Но Маньяман, опустив голову, смотрела в землю, и ни один мускул не шевелился на ее старом вспухшем лице. Мялмуре, не понимая разговора, все смотрела своими черными глазами в лицо доброго барина. А Гамид так внимательно всматривался в спину коренника, словно в первый раз ее видел.

Неприветливо и сурово нахмурился Елалдин, как те синие тучи, что надвигались на веселое солнце:

— Ну, прощай, Дмитрий. Заезжай-ка ко мне: дело у меня есть, — сказал барин.

— Ладно, заедем… с богом.

— Прощайте.

Отперли ворота, и выехал барин, а с ним и праздник души старой Маньяман. Тихо пошла она с Мялмуре в избу, а Елалдин угрюмо стал выпрягать во дворе свою лошадь.

IV

Татарин пахарь плохой, но ездить умеет. Его тройка поджарых башкирских лошадей ничего не стоит на вид против сытой тройки русского. Кажется, и полстанции не пробежать им. Такое же впечатление неуверенности производит и хозяин их. Он все время в нервном напряжении. Если грязно, дорога тяжелая или горы, он сам не свой. Он дергает то и дело своих лошадей, не умолкая покрикивает и все мучительно ерзает на козлах, словно ищет местечка, откуда бы ловчее стегнуть свою загнанную тройку.
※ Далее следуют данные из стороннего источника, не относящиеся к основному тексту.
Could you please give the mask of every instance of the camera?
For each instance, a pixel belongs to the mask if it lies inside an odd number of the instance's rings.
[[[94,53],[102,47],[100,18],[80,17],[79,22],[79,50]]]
Но если дорога хороша, татарин едет со скоростью, на какую только способны его лошади: пятнадцать, семнадцать и двадцать верст в час. Его окрик, резкий, жесткий и страстный, все крепнет, и кроткие кони, прижав уши, мчатся. Они сами словно свирепеют и рвут постромки и дико отбрасываются, обскакивая на ходу препятствия, или скачут чрез них, — будь то пень или какой-нибудь иной предмет. Толчок, рытвина, овраг с маленьким мостиком там, внизу, — все проносится с головокружительной быстротой, и экипаж, как лодку в бурю, бросает во все стороны.

Двадцать, тридцать верст — час, полтора — и станции нет. Загнанные лошади, сразу понурившись, уже стоят опять клячами у подъезда новой станции, а ямщик, соскочив с козел и не обращая больше внимания на лошадей, возится возле седока.